Heße: Es ist eine vereinfachende Argumentation, die Verantwortung den Seenotrettern zuzuweisen. Man muss den Blick auf die Situation der Menschen in Libyen und Afrika lenken. Ich habe den Eindruck, dass die Situation der Menschen in den Ländern, aus denen sie flüchten, und in den Flüchtlingscamps höchst problematisch ist. Deswegen gilt es, etwas zu ändern, damit die Fluchtbewegungen in dieser intensiven Form gar nicht erst zustande kommen.
Frage: Was wäre die Alternative?
Heße: Es muss sichere und legale Wege nach Europa geben. Asylverfahren müssen klar geregelt sein; sie müssen verlässlich und transparent durchgeführt werden. Da haben wir in Europa noch viel zu tun. Außerdem muss jeder Staat seiner Verantwortung nachkommen. Diese Verantwortung muss solidarisch zwischen den Staaten Europas und der ganzen Welt geteilt werden, statt sie auf andere abzuwälzen.
Frage: Was muss in Ihren Augen das Hauptziel sein?
Heße: Man muss alles versuchen, damit Menschen nicht in Lebensgefahr geraten.

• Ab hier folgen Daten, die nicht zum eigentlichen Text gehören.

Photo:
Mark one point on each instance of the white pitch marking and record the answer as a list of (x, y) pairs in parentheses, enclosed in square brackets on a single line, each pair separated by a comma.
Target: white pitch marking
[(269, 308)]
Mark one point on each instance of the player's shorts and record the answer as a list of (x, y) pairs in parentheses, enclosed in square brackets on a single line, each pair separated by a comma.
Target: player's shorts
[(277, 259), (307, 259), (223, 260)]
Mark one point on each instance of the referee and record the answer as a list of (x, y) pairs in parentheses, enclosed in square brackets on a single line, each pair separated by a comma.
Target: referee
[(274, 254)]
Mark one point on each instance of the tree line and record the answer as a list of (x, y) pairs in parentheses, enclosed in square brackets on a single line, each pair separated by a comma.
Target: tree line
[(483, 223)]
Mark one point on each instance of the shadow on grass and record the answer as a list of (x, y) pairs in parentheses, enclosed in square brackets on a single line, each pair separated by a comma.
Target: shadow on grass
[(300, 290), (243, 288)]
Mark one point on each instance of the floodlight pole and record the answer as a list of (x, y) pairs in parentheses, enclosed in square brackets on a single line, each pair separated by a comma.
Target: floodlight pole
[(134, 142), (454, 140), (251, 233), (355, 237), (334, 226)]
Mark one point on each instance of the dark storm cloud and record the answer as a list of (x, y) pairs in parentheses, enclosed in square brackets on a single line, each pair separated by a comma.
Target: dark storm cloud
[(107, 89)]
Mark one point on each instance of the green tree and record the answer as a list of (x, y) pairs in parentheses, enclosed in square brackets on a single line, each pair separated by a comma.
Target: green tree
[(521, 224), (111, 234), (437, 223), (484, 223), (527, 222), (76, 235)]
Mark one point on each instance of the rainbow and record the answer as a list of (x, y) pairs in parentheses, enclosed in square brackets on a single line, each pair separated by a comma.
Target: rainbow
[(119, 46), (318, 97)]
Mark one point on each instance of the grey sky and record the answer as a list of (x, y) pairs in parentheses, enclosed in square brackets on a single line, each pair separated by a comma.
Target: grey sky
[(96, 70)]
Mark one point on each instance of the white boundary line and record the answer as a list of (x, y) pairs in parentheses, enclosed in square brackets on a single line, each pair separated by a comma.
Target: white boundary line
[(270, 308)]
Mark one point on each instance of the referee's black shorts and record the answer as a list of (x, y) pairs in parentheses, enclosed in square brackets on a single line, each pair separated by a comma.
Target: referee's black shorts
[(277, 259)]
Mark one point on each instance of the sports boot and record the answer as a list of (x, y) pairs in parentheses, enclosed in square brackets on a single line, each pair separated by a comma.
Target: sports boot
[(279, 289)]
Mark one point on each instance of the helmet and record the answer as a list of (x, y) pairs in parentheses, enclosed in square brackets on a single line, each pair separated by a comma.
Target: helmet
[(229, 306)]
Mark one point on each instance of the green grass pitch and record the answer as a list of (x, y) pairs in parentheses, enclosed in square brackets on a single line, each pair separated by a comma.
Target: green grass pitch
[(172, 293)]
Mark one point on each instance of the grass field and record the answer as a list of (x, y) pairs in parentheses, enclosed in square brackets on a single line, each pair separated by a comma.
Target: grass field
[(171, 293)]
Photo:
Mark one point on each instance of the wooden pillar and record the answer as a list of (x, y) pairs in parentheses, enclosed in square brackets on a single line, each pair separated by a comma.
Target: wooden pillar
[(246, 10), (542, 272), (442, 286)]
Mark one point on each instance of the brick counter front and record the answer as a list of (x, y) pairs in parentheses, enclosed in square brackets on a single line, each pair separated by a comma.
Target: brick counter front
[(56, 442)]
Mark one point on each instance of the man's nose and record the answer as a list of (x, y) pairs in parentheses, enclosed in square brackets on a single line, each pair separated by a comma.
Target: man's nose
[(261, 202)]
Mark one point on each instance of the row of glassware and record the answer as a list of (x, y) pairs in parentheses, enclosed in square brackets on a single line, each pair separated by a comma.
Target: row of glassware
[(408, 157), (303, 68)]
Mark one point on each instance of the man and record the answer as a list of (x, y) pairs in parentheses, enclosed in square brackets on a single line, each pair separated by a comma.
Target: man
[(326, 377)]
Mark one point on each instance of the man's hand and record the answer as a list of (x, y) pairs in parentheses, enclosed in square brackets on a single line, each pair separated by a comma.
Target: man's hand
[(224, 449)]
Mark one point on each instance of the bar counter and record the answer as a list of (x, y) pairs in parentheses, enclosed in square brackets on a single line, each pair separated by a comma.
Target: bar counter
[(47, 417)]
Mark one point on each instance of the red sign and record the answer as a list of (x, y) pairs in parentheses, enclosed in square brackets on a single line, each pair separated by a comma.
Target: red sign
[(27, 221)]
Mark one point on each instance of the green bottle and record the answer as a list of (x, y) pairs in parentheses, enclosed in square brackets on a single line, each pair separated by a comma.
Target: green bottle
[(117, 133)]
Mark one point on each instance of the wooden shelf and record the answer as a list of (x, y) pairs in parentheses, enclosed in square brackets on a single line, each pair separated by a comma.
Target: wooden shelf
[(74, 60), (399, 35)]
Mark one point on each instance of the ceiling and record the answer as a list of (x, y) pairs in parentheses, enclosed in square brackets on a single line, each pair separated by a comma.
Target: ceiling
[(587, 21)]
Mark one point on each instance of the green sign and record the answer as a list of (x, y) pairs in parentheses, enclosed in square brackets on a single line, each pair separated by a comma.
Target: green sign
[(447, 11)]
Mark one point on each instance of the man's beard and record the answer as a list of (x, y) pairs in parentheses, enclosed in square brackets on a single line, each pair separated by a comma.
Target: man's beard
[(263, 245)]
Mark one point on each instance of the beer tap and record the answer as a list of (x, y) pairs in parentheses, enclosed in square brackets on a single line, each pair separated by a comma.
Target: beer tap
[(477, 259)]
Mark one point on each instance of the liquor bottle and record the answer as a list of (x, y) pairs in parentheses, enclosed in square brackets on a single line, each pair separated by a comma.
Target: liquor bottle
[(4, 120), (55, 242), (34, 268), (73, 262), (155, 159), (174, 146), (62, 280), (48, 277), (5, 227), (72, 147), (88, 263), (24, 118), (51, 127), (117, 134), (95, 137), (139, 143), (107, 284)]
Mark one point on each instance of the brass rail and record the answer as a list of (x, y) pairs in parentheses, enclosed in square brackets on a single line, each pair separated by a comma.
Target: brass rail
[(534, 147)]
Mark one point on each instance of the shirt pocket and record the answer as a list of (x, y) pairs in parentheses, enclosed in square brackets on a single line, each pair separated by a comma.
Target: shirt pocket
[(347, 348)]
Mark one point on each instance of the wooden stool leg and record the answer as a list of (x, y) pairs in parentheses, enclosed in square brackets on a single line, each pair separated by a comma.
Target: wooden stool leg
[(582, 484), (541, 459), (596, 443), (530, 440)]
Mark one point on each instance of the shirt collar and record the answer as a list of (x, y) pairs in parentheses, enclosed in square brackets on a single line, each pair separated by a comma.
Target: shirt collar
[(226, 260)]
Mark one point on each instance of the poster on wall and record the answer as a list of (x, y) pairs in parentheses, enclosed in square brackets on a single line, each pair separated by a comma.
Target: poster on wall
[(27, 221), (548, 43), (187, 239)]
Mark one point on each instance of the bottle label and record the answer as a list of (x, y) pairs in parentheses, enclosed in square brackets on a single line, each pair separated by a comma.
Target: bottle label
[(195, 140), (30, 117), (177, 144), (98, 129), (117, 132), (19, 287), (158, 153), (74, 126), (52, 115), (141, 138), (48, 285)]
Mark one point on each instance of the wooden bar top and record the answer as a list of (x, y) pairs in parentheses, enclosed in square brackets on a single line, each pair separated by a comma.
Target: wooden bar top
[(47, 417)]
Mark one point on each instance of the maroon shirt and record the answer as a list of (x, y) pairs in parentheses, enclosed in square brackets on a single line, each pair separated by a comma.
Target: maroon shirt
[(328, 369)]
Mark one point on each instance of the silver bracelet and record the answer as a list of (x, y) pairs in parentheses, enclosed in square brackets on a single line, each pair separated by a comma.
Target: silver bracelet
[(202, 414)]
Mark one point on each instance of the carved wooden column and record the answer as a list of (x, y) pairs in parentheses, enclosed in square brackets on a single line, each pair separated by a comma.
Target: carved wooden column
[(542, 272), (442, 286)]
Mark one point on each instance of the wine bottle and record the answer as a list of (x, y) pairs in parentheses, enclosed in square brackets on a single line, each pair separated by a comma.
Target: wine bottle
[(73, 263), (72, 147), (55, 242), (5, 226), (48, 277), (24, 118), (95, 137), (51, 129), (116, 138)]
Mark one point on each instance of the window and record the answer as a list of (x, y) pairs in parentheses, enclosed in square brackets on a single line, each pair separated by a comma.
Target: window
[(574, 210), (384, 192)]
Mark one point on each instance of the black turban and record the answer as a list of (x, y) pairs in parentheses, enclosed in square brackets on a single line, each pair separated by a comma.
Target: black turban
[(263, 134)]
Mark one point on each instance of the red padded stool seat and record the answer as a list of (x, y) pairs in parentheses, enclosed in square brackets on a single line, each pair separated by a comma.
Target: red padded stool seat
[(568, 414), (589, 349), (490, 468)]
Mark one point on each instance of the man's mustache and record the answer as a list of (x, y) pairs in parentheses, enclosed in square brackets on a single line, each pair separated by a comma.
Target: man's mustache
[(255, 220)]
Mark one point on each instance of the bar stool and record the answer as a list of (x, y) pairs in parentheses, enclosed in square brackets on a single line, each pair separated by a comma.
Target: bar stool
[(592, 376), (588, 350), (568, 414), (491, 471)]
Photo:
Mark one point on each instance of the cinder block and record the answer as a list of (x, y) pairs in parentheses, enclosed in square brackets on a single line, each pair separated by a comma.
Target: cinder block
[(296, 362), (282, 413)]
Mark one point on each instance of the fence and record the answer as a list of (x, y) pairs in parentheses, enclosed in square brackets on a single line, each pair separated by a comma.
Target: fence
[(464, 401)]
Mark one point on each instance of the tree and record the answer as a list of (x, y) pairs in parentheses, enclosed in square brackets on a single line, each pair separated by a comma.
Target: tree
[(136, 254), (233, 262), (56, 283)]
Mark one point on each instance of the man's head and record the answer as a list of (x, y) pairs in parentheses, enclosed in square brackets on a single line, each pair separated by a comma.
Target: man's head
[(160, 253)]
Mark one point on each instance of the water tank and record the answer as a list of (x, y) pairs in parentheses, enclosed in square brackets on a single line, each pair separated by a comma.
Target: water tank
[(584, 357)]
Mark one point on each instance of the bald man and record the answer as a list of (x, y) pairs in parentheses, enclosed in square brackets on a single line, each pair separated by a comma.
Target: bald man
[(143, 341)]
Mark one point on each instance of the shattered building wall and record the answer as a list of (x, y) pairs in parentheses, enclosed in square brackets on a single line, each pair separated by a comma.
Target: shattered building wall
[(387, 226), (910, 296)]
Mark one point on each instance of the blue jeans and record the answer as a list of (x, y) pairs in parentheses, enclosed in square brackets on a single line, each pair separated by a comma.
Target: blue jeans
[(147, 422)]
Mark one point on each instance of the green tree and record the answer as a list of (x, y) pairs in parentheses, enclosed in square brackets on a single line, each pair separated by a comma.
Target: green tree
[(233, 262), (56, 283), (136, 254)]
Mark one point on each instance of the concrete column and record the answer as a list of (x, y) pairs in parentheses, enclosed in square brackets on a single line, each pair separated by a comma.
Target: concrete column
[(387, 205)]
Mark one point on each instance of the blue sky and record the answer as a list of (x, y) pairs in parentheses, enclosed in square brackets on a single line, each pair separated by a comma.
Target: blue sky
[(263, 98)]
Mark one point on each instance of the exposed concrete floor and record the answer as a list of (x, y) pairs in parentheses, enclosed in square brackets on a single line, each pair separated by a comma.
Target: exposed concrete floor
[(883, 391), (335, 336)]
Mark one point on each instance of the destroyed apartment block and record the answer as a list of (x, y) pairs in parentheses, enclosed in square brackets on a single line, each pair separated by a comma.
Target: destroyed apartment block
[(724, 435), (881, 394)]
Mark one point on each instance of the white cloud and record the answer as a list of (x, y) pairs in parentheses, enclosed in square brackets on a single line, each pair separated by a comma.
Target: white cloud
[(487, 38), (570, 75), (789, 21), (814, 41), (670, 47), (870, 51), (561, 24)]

Wie auch der Papst sagt: Das Mittelmeer darf nicht zum größten Friedhof der Welt werden.
Frage: In der EU ist in den vergangenen Jahren genau das Gegenteil von Ihren Forderungen geschehen. Immer mehr Grenzen und damit Flüchtlingsrouten wurden geschlossen. Gegen Seenotretter wird immer härter vorgegangen. Ein Armutszeugnis für die EU?
Heße: Man muss beklagen, dass die EU-Staaten nicht abgestimmt vorgehen. Insofern kann man durchaus von einem Armutszeugnis sprechen. Die aktuelle Situation zeigt aber auch, dass die Politik von geschlossenen Grenzen, geschlossenen Häfen und Mauern das Problem nicht löst.